Larangan ekspor bijih nikel yang diterapkan sejak 2020 ditujukan untuk mendorong proses hilirisasi nikel yang dapat menciptakan produk turunan untuk produksi baterai kendaraan listrik.

Pemerintah ingin membentuk ekosistem kendaraan listrik sehingga perlu produk turunan nikel sebagai bahan baku. Selain itu, hilirisasi barang tambang seperti nikel, akan menciptakan banyak lapangan kerja dan meningkatkan nilai ekspor.

"Ekosistem seperti cip, seperti komponen digital tadi. Ekosistem besar karena sekali lagi nikel itu kita nomor, reserve (cadangan nikel) kita nomor satu. Timah nomor dua, bauksit nomor enam, tembaga nomor tujuh dunia. Punya semuanya. Membangun ekosistem electric vehicle (kendaraan listrik) baterai itu kita hanya kurang litium," kata Presiden.

Kemandirian Bangsa

Pengamat ekonomi dari Universitas Atma Jaya Yogyakarta (UAJY), Aloysius Gunadi Brata, yang diminta pendapatnya mengatakan Indonesia sebagai pemilik cadangan nikel terbesar di dunia, Indonesia seharusnya dapat memainkan posisi penting tersebut.

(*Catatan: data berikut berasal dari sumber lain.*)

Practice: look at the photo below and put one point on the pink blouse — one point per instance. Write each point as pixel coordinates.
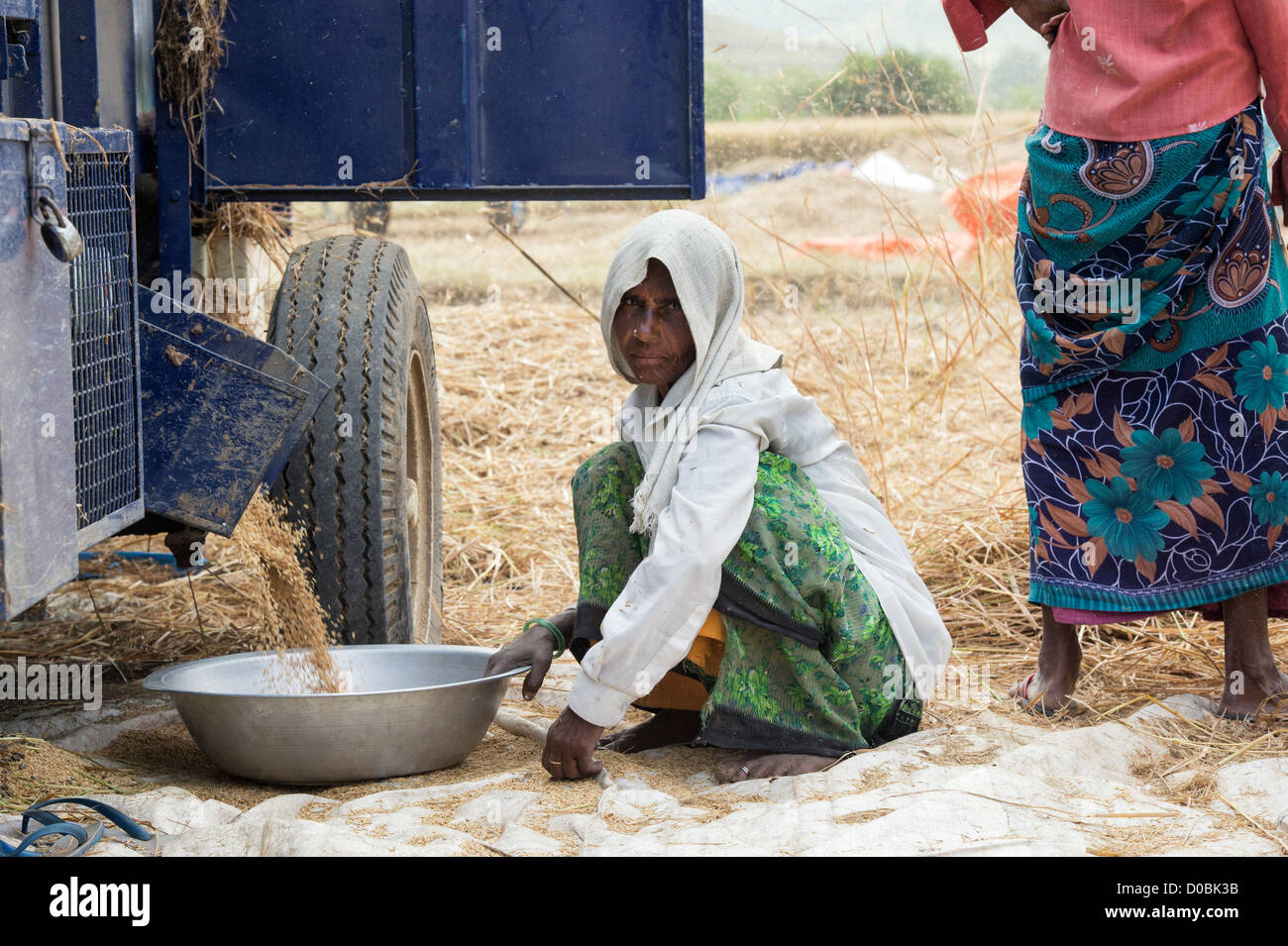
(1125, 71)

Menurutnya, menyikapi gugatan EU yang didukung WTO tersebut tidaklah semata-mata soal regulasi perdagangan internasional, tetapi benar soal kemandirian bangsa untuk mengelola sumber daya alamnya. Pemerintah harus konsisten dan mencari strategi yang tepat untuk mempertahankan soal kemandirian tersebut.

"Saya melihatnya ini tidak sekadar partarungan UE dan Indonesia, tapi proxy pertarungan tiga besar UE, Amerika, dan Tiongkok. Sepertinya Indonesia bisa lebih cepat mengembangkan industri baterai dengan Tiongkok dan tentu kan UE dan Amerika tidak akan suka," papar Aloysius.

Jadi, Indonesia semestinya bisa melakukan diplomasi di antara tiga kekuatan dunia tersebut sehingga bisa mendapat keuntungan terbaik dari posisi Indonesia memiliki cadangan nikel terbesar.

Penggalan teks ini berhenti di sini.